Show and Tell More: Topic-Oriented Multi-Sentence Image Captioning

Authors: Yuzhao Mao, Chang Zhou, Xiaojie Wang, Ruifan Li

IJCAI 2018 | Conference PDF | Archive PDF | Plain Text | LLM Run Details

Reproducibility Variable Result LLM Response
Research Type Experimental Experimental results on both sentence and paragraph datasets demonstrate the effectiveness of our TOMS in terms of topical consistency and descriptive completeness.
Researcher Affiliation Academia Yuzhao Mao, Chang Zhou, Xiaojie Wang, Ruifan Li Center for Intelligence Science and Technology, School of Computer Science, Beijing University of Posts and Telecommunications {maoyuzhao,elani,xjwang,rfli}@bupt.edu.cn
Pseudocode No The paper does not contain any pseudocode or algorithm blocks.

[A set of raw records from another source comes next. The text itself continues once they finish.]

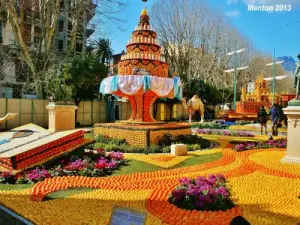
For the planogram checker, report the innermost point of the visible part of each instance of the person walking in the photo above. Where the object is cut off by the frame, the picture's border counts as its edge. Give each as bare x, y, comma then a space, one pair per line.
262, 119
275, 117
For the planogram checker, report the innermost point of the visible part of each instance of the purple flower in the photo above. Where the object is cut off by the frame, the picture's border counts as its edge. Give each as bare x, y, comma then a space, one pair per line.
112, 165
116, 155
185, 181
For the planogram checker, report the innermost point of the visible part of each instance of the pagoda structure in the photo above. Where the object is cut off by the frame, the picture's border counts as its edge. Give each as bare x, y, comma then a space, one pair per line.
143, 51
142, 74
142, 78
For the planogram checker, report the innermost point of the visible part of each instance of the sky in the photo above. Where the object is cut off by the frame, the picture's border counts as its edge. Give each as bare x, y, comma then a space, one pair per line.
266, 30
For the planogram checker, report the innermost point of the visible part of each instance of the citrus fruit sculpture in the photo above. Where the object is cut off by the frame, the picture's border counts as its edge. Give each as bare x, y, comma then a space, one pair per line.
142, 74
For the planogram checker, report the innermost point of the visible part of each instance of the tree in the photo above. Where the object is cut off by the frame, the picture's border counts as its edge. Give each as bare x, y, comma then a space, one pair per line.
102, 50
34, 24
196, 38
83, 74
208, 93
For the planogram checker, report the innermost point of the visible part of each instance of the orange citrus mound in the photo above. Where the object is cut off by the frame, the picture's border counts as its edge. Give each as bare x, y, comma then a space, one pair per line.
162, 158
265, 194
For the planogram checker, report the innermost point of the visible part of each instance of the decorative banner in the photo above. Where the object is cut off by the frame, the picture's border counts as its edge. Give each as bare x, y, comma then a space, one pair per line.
125, 216
131, 84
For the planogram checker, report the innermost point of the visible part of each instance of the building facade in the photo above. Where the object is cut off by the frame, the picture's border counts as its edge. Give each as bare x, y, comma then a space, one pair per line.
10, 68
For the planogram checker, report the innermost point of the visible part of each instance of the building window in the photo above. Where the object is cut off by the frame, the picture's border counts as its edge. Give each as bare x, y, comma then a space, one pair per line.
78, 47
61, 26
174, 111
1, 39
60, 45
162, 112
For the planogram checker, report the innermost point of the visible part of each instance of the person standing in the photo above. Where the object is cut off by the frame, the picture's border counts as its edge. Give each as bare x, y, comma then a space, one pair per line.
275, 117
262, 119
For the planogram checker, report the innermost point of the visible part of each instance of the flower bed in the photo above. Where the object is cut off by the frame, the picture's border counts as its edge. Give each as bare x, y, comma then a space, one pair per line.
91, 164
210, 125
202, 194
225, 133
280, 143
193, 143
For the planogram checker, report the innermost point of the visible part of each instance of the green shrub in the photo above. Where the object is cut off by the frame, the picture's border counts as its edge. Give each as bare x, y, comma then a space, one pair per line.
111, 147
166, 149
166, 140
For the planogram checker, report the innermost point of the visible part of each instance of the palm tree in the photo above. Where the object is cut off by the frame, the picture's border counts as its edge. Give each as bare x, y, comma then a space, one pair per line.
102, 50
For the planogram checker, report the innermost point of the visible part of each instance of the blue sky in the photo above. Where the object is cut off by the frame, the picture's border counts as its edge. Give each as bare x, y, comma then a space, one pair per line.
265, 29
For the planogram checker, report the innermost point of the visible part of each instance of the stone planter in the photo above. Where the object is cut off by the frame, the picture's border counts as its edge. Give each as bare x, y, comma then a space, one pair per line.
178, 150
61, 117
293, 142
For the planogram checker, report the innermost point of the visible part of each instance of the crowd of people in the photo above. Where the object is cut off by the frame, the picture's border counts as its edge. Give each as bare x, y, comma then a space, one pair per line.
276, 115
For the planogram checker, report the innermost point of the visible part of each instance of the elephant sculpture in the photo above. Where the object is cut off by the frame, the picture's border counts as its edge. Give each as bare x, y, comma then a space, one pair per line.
193, 105
8, 116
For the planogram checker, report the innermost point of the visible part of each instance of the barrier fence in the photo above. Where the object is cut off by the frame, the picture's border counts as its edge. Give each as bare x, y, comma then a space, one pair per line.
88, 113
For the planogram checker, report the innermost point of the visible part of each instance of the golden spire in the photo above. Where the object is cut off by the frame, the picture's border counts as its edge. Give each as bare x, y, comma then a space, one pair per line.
144, 12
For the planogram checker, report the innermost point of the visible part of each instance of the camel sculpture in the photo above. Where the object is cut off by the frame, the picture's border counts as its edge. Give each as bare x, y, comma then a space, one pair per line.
193, 105
8, 116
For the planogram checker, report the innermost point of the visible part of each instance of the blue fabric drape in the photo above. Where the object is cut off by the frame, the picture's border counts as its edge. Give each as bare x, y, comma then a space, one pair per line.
102, 86
147, 82
177, 88
114, 83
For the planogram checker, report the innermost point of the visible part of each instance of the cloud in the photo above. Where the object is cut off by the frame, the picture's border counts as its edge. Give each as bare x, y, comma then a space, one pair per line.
233, 13
271, 2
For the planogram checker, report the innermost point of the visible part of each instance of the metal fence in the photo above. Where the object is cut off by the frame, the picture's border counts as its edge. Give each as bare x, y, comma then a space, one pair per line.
88, 113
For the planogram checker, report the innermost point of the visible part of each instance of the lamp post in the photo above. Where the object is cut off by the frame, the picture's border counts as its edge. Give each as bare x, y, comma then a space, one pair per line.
235, 72
274, 73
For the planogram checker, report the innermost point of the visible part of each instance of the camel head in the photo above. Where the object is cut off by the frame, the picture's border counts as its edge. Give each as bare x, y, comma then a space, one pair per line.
183, 102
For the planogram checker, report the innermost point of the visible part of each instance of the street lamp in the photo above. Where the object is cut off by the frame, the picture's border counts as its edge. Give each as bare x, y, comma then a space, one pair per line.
235, 72
274, 73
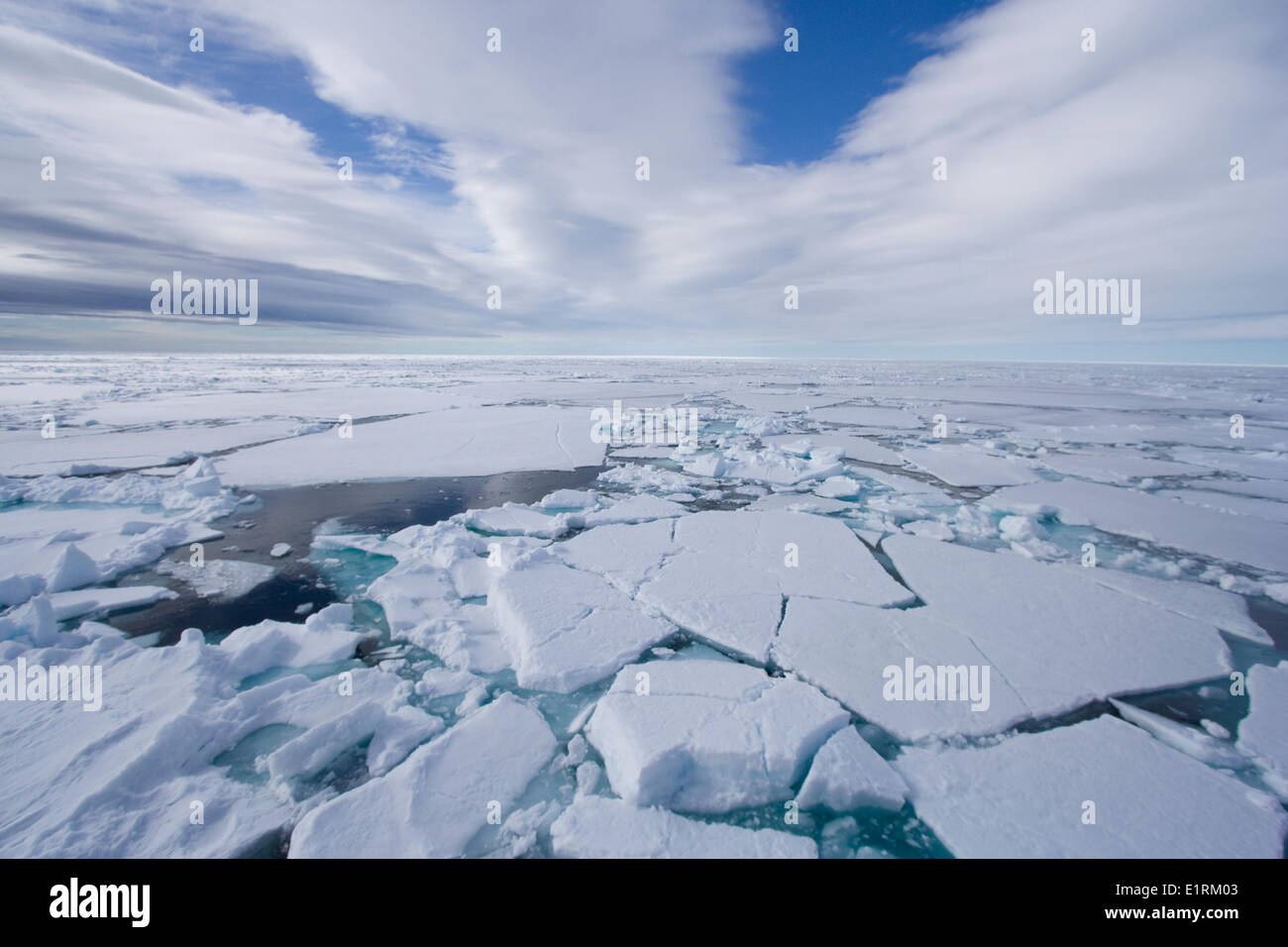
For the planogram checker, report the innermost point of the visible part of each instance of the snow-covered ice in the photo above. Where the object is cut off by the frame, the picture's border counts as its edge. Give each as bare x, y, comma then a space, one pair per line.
597, 827
708, 736
1028, 797
657, 654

Open Source Code No The paper cites external tools and frameworks (coco-caption, pytorch, neuraltalk2) but does not provide a link or statement for the source code of their proposed TOMS model.
Open Datasets Yes First are standard datasets, including Flickr8k [Hodosh et al., 2013], Flickr30k [Young et al., 2014] and COCO [Lin et al., 2014] for sentence level MS captioning and second is a paragraph dataset collected by [Krause et al., 2017] for paragraph level MS captioning.

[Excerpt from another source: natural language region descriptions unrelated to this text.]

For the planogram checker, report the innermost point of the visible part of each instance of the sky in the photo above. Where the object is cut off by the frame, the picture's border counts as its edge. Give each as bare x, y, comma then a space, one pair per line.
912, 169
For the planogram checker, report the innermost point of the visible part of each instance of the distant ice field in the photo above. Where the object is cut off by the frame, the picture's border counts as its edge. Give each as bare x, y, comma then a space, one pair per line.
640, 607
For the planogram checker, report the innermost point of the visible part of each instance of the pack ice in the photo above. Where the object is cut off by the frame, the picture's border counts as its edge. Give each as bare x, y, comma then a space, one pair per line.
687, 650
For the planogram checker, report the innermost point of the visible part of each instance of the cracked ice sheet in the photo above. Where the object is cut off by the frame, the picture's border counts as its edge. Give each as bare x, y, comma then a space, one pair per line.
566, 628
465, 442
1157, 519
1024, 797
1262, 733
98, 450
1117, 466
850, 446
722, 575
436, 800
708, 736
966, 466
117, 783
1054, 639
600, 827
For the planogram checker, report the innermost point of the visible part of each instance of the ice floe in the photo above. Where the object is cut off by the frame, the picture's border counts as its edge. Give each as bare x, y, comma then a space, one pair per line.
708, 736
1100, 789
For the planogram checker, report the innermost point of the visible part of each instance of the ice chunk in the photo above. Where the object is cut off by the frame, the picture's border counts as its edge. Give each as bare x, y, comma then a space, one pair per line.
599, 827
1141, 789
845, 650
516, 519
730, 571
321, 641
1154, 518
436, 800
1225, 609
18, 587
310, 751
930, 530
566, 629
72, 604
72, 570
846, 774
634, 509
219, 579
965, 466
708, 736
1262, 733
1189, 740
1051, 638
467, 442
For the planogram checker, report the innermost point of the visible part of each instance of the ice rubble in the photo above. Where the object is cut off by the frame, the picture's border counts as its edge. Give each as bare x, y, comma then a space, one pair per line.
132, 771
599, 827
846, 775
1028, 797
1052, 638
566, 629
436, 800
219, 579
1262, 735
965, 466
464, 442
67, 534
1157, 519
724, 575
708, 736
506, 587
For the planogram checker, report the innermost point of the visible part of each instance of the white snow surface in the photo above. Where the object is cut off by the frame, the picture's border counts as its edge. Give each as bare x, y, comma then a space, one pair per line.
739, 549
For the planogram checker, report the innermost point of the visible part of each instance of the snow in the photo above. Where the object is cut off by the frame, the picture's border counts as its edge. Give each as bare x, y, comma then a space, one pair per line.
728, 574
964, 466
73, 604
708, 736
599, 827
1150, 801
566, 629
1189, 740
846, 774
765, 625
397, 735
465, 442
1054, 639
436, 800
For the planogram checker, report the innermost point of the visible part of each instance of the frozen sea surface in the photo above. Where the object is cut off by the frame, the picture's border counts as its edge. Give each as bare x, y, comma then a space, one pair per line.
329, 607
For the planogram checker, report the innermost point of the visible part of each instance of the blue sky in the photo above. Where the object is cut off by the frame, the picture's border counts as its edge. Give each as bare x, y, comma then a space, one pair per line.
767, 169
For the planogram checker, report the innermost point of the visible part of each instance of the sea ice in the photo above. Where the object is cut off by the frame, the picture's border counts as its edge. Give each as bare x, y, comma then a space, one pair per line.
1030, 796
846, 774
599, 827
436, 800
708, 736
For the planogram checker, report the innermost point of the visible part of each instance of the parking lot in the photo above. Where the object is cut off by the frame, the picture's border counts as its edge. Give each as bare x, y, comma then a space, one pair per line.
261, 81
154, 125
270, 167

Dataset Splits Yes The same preprocessing and data splits as previous works [Karpathy and Fei-Fei, 2015; Krause et al., 2017] are used in our experiments.

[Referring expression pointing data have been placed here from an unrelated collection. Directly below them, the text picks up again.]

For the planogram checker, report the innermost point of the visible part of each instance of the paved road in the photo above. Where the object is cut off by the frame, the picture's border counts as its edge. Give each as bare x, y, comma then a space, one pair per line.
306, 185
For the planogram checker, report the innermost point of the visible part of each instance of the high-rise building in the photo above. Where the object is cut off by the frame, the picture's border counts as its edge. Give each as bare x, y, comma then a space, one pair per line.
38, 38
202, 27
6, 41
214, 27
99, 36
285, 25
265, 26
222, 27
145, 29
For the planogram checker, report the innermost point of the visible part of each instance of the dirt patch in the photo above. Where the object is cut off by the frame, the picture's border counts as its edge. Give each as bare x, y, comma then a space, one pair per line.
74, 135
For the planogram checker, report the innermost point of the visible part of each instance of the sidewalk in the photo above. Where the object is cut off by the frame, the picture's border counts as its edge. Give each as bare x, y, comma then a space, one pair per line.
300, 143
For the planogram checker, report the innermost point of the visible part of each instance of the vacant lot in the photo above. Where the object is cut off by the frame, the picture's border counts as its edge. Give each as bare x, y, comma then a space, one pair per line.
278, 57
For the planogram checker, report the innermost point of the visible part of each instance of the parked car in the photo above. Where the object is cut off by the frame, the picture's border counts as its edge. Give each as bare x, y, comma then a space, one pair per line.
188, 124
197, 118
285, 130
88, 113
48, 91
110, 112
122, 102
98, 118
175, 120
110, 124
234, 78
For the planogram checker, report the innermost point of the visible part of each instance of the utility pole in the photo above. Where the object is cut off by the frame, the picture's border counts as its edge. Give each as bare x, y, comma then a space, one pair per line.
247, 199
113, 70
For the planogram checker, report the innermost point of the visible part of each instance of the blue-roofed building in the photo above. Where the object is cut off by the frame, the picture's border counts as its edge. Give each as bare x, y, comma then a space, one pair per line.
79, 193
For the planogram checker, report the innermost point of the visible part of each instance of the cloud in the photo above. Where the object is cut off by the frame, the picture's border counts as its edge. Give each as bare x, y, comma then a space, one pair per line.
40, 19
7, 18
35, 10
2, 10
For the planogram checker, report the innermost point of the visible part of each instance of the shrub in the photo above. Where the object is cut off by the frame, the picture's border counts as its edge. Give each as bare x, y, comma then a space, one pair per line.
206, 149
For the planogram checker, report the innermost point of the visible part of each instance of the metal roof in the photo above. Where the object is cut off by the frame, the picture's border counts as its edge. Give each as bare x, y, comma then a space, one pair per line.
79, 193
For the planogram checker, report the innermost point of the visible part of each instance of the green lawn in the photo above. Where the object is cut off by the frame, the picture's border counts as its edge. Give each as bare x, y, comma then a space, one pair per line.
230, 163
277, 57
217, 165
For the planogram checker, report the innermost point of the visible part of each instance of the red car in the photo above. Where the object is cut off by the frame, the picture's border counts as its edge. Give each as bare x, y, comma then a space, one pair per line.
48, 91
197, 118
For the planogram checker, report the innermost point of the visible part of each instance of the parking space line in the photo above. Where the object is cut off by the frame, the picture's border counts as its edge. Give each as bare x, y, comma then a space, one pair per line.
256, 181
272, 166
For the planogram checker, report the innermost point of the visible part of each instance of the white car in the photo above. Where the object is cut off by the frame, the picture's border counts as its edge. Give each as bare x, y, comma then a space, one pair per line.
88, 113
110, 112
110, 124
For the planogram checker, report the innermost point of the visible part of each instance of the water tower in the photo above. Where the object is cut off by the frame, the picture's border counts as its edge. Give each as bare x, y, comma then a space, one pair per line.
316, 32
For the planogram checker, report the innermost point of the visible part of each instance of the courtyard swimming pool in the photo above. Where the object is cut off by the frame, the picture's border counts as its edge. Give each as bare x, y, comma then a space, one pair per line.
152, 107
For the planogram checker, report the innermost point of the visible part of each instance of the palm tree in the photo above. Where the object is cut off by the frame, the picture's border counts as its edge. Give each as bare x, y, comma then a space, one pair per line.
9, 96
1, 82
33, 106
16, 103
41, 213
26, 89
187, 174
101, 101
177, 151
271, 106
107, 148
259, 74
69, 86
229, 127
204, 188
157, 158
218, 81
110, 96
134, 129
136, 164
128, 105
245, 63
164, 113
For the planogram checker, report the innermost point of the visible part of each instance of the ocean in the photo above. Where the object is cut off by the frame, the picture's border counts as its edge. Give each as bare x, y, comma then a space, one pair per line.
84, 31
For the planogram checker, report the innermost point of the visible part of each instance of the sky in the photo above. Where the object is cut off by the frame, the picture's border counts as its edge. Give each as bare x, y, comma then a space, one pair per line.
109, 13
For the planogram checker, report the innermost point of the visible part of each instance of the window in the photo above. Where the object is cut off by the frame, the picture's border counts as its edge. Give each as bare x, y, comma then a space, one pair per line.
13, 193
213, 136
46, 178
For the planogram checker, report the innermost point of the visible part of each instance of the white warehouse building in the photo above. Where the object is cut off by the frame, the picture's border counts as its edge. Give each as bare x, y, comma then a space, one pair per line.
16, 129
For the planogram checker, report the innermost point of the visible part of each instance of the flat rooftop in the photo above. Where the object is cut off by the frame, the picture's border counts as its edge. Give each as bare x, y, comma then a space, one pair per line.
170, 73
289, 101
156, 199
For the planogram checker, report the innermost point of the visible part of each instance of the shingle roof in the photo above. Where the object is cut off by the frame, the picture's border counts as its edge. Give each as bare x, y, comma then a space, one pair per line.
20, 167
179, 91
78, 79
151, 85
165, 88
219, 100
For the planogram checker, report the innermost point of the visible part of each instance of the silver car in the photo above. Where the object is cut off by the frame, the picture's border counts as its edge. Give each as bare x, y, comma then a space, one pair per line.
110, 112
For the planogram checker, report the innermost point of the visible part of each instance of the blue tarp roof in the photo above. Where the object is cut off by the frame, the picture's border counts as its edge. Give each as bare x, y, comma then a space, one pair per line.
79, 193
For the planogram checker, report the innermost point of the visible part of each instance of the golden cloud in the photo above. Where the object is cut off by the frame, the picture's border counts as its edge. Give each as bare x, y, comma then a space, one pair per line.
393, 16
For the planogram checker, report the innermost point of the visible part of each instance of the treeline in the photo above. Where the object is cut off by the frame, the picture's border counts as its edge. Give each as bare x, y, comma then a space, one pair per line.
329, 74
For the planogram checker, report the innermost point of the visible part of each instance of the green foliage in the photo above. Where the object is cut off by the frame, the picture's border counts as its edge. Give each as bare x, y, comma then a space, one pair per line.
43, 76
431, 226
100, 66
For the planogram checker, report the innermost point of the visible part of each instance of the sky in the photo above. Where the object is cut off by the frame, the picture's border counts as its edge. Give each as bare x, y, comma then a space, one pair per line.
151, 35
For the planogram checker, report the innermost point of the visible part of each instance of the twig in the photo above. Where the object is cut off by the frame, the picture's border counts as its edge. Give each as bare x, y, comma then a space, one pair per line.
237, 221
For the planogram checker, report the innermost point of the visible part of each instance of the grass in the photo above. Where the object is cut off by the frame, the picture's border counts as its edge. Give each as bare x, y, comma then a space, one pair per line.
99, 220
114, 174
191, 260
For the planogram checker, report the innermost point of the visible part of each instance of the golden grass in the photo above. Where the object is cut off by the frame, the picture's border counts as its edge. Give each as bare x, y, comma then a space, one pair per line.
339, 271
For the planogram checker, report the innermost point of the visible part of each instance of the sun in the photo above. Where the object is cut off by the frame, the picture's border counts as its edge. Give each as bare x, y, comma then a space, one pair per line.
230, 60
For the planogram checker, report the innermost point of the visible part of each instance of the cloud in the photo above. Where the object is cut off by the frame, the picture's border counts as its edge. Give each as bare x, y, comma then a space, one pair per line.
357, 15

Hardware Specification No The paper does not explicitly describe the hardware used for experiments.
Software Dependencies No The paper mentions software like PyTorch, ResNet-152, coco-caption, and Stanford natural language parser, but does not provide specific version numbers for these dependencies.
Experiment Setup Yes We implement two layers LSTM with each hidden dimension of 512. Both topic and word embedding size are set 256. In FGU, topic and image are 512-dimensional vectors, and 1024 for context representations. Dropout is adopted in both input and output layer.